The music program at IHC yesterday was very refreshing for the soul. Also a refresher with French and Italian guessing. Didn't have the same impact in English:)Worth the long ride.

Wednesday, August 19, 2009

I

Caferati's Godawful Poetry Fotnight- a baker's dozen of days- begins today.

Well, Godawful poetry to me would mean forced rhymes, trite emotions and just generally...bleh.

http://caferati.blogspot.com/2009/08/son-of-godawful-poetry-fortnight-19th.html#3758941225409206053



Godawful Poetry Fornight has begun
Time to let blessedly go, tum tum.

Kaminey liked, like called to like
Earfuls the next day, let's strike.

Boredom wars with logic here
How to writers keep me there.

Maids and cooks made havoc
Gym gayi, cleaned bugs adhoc.

Monday, August 03, 2009

The weekend that was


Liked Curious Case of Benjamin Button and also Love Aajkal. Good to see a hindi movie trying to be more realistic. The contrast seemed sharper when compared to the 60s typically filmi love story. Only when the movie is over do you realise how wafer thin the storyline was.

Also read the Science of Influence via torrent- good read; a change in environment leads to a change in behaviour...very true.

Saturday night bacardi fun...I do still have a life:)Homedulgence.

Shopped more...USI always has pickable stuff.

Monday, July 20, 2009

The Road Behind, Now, Ahead


Am reading the Road Less Travelled & Beyond by M.Scott Peck. Says a lot of things which make sense, although he focusses too much on The Man Above for my taste.

The need to think, is something which most people neglect to simplify their lives. The capacity to tolerate uncertainty is also a skill which may come with time.

The willingness to welcome pain as an opportunity to grow emotionally is also something we shirk. What's the point of studying something we are good at? True. For a change, yes.

More as I continue reading it.

Other gems I picked up at Landmark- Adland; Truth, Lies & Advertising; Crowdsourcing.

Courtesy a small discount voucher from Citi & my points.

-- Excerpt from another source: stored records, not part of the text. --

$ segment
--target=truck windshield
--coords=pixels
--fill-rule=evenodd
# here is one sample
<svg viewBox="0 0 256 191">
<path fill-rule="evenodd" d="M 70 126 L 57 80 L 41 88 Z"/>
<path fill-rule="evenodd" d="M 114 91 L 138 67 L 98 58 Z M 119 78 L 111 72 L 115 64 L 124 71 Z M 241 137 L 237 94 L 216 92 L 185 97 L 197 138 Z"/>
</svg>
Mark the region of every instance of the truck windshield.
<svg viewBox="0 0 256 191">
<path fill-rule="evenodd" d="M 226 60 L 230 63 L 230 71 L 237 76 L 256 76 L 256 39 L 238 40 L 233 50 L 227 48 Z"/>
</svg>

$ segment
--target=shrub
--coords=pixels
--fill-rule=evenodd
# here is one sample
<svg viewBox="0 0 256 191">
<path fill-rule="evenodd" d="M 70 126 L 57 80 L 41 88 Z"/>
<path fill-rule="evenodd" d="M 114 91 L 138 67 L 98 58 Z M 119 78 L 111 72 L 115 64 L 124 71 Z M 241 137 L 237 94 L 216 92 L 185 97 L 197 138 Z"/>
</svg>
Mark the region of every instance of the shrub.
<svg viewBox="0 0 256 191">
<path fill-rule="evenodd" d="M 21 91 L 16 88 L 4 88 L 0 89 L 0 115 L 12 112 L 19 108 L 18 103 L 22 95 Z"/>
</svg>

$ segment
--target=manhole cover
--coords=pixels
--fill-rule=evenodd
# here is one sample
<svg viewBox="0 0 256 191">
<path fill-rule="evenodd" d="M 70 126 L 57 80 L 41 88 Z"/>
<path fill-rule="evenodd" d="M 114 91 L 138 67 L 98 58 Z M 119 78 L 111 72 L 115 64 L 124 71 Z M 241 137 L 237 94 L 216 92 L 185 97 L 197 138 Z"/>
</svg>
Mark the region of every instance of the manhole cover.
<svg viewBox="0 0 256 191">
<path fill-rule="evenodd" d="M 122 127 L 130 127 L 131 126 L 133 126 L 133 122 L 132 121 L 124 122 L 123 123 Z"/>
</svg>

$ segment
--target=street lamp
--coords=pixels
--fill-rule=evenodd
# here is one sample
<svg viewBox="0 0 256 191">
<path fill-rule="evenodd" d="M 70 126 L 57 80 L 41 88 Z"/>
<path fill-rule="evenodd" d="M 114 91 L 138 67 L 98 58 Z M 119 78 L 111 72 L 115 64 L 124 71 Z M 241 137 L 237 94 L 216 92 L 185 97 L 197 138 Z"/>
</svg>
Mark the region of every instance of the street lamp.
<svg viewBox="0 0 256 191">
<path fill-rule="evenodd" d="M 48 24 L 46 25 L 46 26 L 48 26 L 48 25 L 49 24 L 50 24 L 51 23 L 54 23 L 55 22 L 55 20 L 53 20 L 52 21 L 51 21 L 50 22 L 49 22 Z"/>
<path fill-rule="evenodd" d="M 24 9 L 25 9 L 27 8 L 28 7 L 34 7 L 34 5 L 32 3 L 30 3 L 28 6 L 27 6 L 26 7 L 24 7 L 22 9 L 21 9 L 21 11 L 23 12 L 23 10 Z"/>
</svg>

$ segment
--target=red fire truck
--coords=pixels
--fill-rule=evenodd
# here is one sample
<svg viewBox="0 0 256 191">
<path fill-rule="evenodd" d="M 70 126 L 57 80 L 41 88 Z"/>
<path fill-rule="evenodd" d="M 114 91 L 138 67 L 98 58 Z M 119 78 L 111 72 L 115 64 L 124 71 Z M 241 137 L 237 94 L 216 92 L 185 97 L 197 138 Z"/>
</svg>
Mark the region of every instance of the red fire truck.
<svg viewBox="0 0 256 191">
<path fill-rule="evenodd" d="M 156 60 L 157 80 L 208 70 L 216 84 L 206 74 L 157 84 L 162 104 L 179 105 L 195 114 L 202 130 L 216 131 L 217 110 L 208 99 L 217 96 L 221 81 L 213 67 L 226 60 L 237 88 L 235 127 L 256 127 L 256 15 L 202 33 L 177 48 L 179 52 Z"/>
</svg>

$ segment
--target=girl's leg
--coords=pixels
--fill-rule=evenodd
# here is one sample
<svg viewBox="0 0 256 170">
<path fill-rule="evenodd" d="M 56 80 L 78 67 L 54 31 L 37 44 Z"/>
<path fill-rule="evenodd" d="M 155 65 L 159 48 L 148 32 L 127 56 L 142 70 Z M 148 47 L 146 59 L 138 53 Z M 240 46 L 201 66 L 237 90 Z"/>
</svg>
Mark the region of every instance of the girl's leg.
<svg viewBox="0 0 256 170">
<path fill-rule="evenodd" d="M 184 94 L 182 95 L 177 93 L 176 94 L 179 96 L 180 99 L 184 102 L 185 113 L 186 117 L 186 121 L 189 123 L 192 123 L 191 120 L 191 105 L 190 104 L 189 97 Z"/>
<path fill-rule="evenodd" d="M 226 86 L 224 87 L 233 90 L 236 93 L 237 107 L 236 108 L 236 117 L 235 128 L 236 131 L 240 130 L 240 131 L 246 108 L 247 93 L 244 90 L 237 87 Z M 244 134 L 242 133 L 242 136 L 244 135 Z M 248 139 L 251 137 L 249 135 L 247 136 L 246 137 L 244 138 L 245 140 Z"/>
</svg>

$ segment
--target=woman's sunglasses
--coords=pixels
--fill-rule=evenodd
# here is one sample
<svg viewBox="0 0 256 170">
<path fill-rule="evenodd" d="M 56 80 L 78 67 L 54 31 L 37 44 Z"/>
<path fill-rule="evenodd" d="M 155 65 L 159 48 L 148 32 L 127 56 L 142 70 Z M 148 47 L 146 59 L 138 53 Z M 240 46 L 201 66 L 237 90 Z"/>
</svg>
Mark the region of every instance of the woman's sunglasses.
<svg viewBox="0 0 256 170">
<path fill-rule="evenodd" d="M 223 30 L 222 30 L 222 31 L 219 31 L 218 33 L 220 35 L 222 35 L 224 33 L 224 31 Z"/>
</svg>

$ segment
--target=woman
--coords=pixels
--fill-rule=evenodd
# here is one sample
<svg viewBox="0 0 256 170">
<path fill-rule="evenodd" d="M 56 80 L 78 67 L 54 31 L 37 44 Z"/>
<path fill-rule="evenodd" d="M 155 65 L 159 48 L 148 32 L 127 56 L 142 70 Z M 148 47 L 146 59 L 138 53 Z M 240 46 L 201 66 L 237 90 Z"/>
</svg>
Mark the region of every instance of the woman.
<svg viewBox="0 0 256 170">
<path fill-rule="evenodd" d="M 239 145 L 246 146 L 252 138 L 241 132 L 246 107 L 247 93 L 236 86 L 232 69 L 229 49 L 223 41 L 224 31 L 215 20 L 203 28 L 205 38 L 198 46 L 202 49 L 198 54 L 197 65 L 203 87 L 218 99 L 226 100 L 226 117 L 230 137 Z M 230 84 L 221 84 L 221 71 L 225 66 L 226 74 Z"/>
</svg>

Some consolation for a wasted trip to Gurgaon on Saturday- the meeting scheduled there ended up being in Delhi.

Habitat movie


To kill a mockingbird- the movie- is much tighter than the book. The book had it's own charm, a bildungsroman of Scout. Gregory Peck as the restrained Atticus Finch stole the show. He picked up an Oscar for this role. Stein auditorium was as packed as when Harry Potter 6 was premiered.

Thursday, July 09, 2009

The world today


Reading Naomi Klein is akin to one's fasciantion with the macabre...it is intensely depressing but still one is compelled to read on...the horror, the horror of Chile, Argentina, Britain, Russia, Iraq, South Africa...

One wonders why this is not covered in the general press...I am once more reminded of how American our view of the world is...reading about countries whose culture we know little about, only sharpens the blurry picture they have in our mind; to some extent.

Money truly governs the impression you create.